I have the feeling you're asking the wrong question. What I think you're saying is you want maximum exposure to a bull market without the requisite exposure to a bear market. What I hear is you've poorly managed risk. That's a good way to gloat to me about your thousands percent gains and turn despondent when it became a $0 balance.
My entire time investing and trading has been spent trying to answer this question. The short answer...the most effective way is not to. By which I mean, don't leave profits on the table during good times, and be ready to tolerate bad times (by sensible risk management). Basic risk management type stuff--don't over leverage, diversify, don't assume risk you can't tolerate...You can control risk, you cannot control reward.

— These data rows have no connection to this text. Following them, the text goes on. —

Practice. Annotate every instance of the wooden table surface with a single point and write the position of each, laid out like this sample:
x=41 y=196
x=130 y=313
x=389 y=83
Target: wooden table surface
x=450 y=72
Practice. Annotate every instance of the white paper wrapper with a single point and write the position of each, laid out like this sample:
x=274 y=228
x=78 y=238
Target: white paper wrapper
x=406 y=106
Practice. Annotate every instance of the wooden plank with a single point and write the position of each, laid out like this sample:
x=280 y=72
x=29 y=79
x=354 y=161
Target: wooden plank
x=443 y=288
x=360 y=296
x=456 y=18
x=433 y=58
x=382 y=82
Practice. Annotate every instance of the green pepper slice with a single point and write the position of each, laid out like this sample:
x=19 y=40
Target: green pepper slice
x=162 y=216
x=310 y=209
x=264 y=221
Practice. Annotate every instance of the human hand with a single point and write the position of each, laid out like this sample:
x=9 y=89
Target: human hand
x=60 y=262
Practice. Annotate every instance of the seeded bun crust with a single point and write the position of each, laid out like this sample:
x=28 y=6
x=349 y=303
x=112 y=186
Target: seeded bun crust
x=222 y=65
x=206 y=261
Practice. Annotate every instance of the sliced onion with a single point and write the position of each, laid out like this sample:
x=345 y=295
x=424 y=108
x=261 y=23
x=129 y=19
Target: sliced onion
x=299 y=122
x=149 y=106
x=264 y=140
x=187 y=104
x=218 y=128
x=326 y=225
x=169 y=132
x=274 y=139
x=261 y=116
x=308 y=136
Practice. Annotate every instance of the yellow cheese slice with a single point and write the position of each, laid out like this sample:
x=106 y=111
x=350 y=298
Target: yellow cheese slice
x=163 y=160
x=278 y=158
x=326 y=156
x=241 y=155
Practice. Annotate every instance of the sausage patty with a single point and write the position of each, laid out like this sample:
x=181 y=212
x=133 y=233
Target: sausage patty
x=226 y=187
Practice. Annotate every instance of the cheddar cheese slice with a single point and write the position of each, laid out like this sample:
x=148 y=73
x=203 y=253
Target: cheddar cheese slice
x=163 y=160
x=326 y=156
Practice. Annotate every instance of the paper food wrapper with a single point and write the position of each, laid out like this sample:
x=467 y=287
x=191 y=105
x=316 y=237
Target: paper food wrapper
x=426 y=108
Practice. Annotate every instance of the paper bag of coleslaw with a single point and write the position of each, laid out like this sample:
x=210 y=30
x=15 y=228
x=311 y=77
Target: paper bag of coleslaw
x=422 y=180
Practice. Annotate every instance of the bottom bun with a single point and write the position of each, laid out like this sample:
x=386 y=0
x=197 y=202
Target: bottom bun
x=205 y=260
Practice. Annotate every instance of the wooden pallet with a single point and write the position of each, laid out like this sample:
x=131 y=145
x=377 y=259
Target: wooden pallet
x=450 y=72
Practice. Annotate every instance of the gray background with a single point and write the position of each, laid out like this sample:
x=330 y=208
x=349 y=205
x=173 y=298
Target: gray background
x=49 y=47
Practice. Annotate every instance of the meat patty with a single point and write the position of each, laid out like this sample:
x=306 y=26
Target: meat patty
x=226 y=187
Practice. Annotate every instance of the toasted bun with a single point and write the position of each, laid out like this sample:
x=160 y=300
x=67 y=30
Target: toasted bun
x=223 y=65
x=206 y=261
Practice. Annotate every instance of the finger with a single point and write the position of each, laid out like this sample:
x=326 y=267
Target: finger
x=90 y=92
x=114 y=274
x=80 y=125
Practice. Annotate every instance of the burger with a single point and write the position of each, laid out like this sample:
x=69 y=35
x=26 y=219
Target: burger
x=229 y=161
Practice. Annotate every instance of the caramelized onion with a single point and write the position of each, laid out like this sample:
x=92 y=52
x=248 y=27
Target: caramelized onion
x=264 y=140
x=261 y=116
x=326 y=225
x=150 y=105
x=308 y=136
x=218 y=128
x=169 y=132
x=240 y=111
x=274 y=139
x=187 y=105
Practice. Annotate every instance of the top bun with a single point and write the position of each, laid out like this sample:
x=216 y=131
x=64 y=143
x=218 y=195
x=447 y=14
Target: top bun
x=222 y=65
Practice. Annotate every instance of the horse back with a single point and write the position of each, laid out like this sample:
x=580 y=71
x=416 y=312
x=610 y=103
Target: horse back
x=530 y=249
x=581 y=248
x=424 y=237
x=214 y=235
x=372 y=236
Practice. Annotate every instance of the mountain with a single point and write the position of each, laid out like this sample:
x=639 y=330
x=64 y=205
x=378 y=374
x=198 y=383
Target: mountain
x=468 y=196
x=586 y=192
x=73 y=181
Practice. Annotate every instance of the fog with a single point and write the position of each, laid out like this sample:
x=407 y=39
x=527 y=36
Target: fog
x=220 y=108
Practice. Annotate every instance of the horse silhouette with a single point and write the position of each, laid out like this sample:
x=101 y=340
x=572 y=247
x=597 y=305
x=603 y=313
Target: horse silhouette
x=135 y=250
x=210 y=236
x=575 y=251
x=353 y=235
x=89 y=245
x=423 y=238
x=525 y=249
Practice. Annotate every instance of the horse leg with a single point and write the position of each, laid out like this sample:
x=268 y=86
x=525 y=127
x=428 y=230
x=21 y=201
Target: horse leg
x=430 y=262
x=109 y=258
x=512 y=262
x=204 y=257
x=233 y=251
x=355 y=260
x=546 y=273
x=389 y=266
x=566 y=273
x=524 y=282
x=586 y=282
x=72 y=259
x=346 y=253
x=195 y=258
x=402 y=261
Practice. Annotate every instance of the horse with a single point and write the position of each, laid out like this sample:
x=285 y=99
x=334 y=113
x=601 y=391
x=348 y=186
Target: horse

So many people on here sing the praises of compounding trading gains--but the flip side to that is you're now exposed to losing not only your original trading account balance, but also the gains. I address this by only leaving 20% of my gains in my account plus the float I hold for taxes (until 12/30...then I harvest interest on it until 4/15). The remaining 35-40%, I move over into my investment account and make prudent investments. If I have a big loser that wipes out my account, I'm usually still have a net gain for the year and I just stop trading until I have the cash to fund it again (I never move investment gains into my trading account).
One of my biggest (and most expensive) lessons was position sizing. I try to keep my position size consistent throughout the year, and use gains for additional positions of similar size (see how this hits directly on diversity, risk tolerance, and compounding?). It's only when I add cash into the account (usually November of December) that I'll increase position size for the following year to match my diversity requirements.
Finally, I keep my positions relatively balanced with at least 1 long put position (10-15% of account value, usually), at least 1 long call position (again 10-15%), and the remaining 70-80% in bear-neutral or bull-neutral positions (read: credit spreads). That way, when it hits the fan, the long put usually goes way ITM and subsidizes some or all of the losses across the other positions.
Even if every single one of my trading account positions moves against me in the worst possible way, I'm never exposed more than about 60% of account value.
I find beer to be a nice hedge against a bad day in the market.